Bacterial small RNAs (sRNA) are small (50-250 nucleotide) non-coding RNA molecules produced by bacteria; they are highly structured and contain several stem-loops.[1][2] Numerous sRNAs have been identified using both computational analysis and laboratory-based techniques such as microarrays and Northern blotting in a number of bacterial species including Escherichia coli, the nitrogen-fixing alpha-proteobacterium Sinorhizobium meliloti, marine cyanobacteria, Francisella tularensis (the causative agent of tularaemia) and the plant pathogen Xanthomonas oryzae pathovar oryzae.[3][4][5][6][7][8][9][10]

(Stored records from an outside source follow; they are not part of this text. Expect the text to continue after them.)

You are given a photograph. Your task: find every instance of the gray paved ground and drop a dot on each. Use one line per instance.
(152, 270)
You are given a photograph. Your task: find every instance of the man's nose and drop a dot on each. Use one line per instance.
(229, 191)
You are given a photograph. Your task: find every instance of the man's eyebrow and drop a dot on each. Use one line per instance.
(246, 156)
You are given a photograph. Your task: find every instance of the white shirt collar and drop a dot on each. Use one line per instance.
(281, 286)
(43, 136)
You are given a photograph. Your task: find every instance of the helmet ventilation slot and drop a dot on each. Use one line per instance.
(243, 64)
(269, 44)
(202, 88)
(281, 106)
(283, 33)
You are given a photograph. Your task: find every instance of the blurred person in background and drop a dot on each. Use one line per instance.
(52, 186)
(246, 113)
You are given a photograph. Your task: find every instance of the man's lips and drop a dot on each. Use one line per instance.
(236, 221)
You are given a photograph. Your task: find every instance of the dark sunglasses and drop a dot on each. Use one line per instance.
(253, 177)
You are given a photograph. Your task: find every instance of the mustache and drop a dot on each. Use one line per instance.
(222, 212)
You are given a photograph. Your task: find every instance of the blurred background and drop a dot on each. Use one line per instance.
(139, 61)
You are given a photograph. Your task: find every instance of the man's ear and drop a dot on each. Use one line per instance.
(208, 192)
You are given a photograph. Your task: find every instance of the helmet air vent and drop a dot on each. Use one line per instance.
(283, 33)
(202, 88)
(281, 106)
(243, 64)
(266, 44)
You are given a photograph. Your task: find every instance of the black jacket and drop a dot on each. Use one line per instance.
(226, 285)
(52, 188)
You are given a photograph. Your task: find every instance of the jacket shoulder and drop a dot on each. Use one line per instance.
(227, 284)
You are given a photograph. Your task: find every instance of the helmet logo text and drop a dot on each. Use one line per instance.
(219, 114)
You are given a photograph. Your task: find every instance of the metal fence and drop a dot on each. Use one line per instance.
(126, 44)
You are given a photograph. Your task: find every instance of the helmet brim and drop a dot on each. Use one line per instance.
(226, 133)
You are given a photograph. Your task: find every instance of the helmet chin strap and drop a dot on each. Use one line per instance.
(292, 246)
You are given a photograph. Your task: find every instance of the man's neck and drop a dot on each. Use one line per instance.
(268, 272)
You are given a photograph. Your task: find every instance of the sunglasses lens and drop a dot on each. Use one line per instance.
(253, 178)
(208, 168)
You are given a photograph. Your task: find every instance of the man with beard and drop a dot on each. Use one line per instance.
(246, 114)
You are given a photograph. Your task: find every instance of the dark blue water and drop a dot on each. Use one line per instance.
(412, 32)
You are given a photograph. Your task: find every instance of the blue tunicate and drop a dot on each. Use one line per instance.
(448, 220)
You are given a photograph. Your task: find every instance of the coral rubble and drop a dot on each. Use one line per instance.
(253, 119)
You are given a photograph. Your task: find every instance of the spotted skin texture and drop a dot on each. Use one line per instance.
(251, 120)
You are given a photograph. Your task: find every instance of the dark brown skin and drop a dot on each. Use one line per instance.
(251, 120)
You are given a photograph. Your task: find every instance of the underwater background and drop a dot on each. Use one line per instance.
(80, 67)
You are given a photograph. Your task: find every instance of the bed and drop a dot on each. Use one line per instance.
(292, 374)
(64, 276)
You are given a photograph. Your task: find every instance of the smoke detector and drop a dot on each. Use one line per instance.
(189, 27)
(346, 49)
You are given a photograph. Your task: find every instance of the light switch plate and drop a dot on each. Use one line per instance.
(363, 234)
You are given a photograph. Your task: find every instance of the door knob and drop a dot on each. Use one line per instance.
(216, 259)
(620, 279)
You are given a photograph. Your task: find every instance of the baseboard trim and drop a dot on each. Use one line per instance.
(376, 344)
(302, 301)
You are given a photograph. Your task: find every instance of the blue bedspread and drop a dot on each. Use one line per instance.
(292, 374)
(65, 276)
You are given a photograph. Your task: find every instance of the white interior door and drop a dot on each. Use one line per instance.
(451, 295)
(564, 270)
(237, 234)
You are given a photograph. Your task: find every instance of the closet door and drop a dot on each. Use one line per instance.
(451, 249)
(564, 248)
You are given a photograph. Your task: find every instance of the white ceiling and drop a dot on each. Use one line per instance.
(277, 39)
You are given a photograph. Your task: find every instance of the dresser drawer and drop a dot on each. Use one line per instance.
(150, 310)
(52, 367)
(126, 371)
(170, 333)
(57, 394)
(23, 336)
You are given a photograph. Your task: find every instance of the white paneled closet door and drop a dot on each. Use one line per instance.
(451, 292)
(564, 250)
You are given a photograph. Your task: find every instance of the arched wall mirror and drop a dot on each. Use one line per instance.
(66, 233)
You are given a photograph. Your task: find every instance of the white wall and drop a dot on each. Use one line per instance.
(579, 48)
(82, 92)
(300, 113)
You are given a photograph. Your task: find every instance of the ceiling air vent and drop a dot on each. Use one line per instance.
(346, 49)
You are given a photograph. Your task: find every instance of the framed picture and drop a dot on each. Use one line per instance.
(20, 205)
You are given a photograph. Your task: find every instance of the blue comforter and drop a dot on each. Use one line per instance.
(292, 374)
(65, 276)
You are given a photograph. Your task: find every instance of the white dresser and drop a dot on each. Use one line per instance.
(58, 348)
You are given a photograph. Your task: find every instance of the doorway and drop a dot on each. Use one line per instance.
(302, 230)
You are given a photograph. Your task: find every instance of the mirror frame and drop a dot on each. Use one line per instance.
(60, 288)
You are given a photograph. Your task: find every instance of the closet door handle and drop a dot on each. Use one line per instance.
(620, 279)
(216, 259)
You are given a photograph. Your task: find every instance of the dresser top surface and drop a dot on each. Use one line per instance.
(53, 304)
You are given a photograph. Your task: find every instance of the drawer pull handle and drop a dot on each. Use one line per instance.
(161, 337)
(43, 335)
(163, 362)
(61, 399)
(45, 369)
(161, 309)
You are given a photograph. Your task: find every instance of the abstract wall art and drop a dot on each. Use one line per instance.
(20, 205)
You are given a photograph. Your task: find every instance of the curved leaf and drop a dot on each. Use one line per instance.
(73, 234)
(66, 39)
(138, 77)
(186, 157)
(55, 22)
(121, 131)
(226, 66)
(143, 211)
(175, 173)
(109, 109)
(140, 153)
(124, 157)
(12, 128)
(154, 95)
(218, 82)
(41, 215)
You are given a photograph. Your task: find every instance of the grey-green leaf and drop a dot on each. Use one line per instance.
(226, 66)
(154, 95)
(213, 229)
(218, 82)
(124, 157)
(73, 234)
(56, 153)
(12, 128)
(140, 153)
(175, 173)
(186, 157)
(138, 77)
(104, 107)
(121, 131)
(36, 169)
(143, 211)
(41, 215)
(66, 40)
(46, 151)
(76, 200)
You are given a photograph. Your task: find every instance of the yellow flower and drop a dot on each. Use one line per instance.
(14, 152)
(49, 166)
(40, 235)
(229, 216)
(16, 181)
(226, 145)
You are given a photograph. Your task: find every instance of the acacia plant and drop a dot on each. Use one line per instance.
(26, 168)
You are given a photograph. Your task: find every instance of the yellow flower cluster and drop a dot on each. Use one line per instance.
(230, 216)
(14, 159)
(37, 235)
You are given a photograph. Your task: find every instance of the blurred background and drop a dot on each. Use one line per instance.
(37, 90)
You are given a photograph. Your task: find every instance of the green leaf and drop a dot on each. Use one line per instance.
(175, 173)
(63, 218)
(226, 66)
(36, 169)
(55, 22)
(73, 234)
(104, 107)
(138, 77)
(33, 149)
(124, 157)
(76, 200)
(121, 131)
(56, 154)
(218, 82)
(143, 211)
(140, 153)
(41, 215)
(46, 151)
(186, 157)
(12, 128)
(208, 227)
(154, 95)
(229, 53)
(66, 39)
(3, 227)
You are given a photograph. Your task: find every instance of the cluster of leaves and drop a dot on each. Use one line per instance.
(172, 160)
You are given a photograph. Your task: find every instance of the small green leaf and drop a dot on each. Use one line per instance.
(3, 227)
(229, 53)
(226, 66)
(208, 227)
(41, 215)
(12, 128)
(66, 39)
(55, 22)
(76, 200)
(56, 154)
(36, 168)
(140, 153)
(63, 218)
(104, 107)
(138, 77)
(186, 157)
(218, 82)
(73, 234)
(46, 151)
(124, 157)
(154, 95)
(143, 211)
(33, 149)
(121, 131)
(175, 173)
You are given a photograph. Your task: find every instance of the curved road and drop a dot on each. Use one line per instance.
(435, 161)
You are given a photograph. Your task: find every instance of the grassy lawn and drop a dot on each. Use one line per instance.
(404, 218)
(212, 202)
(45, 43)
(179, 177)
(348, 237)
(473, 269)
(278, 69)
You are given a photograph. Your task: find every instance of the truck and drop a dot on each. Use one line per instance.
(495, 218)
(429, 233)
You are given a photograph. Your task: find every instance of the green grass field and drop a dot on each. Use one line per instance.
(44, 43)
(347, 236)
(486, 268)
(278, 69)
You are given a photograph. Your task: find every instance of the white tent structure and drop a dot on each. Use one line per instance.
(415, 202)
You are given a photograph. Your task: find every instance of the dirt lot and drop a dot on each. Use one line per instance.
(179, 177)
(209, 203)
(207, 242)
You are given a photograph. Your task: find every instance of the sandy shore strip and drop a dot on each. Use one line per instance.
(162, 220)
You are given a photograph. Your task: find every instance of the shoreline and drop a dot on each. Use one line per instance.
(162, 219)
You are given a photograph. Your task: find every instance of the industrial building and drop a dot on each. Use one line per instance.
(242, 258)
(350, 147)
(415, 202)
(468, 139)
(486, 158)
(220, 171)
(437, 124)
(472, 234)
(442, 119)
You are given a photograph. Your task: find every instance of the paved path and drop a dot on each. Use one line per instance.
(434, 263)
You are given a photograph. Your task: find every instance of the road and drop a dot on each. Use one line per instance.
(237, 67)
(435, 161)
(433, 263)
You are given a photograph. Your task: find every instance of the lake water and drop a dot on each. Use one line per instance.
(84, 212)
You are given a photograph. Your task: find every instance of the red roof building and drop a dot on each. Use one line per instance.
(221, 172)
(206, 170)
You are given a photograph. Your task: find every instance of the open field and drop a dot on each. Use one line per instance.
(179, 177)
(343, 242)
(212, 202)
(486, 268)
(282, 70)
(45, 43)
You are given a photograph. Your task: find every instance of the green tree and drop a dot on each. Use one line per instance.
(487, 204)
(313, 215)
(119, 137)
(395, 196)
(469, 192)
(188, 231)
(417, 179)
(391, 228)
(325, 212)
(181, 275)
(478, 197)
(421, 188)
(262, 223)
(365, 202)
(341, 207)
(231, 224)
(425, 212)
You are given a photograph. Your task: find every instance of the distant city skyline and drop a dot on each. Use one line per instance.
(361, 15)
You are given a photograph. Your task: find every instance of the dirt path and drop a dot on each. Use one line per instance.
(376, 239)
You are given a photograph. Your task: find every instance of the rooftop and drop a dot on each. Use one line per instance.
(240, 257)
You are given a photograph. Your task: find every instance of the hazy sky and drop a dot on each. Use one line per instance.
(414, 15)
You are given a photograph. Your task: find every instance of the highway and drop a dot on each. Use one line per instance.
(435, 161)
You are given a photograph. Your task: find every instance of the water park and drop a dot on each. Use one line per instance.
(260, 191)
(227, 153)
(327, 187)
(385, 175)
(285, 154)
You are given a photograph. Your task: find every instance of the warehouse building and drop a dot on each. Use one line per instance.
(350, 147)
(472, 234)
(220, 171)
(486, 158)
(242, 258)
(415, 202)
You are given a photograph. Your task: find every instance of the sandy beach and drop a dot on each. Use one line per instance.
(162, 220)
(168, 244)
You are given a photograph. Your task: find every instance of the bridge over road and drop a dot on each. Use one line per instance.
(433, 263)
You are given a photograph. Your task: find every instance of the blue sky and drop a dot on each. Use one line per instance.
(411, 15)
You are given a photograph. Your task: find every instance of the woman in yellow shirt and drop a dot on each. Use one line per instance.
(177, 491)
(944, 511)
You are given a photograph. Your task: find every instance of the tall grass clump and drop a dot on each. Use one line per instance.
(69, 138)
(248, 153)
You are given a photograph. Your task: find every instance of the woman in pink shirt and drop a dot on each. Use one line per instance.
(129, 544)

In the 1960s, the abbreviation sRNA was used to refer to "soluble RNA," which is now known as transfer RNA or tRNA (for an example of the abbreviation used in this sense, see.[11])

Function

sRNAs can either bind to protein targets, and modify the function of the bound protein, or bind to mRNA targets and regulate gene expression. Antisense sRNAs can be categorised as cis-encoded sRNAs, where there is an overlap between the antisense sRNA and the target gene, and trans-encoded sRNAs, where the antisense sRNA gene is separate from the target gene.[1][12]

House-keeping

Amongst the targets of sRNAs are a number of house-keeping genes. The 6S RNA binds to RNA polymerase and regulates transcription, tmRNA has functions in protein synthesis, including the recycling of stalled ribosomes, 4.5S RNA regulates signal recognition particle (SRP), which is required for the secretion of proteins and RNase P is involved in maturing tRNAs.[13][14]

Stress response

Many sRNAs are involved in stress response regulation.[15] They are expressed under stress conditions such as cold shock, iron depletion, onset of the SOS response and sugar stress.[14] The small RNA nitrogen stress-induced RNA 1 (NsiR1) is produced by Cyanobacteria under conditions of nitrogen deprivation.[16]

Regulation of RpoS

The RpoS gene in E. coli encodes sigma 38, a sigma factor which regulates stress response and acts as a transcriptional regulator for many genes involved in cell adaptation. At least three sRNAs, DsrA, RprA and OxyS, regulate the translation of RpoS. DsrA and RprA both activate RpoS translation by base pairing to a region in the leader sequence of the RpoS mRNA and disrupting formation of a hairpin which frees up the ribosome loading site. OxyS inhibits RpoS translation. DsrA levels are increased in response to low temperatures and osmotic stress, and RprA levels are increased in response to osmotic stress and cell-surface stress, therefore increasing RpoS levels in response to these conditions. Levels of OxyS are increased in response to oxidative stress, therefore inhibiting RpoS under these conditions.[14][17][18]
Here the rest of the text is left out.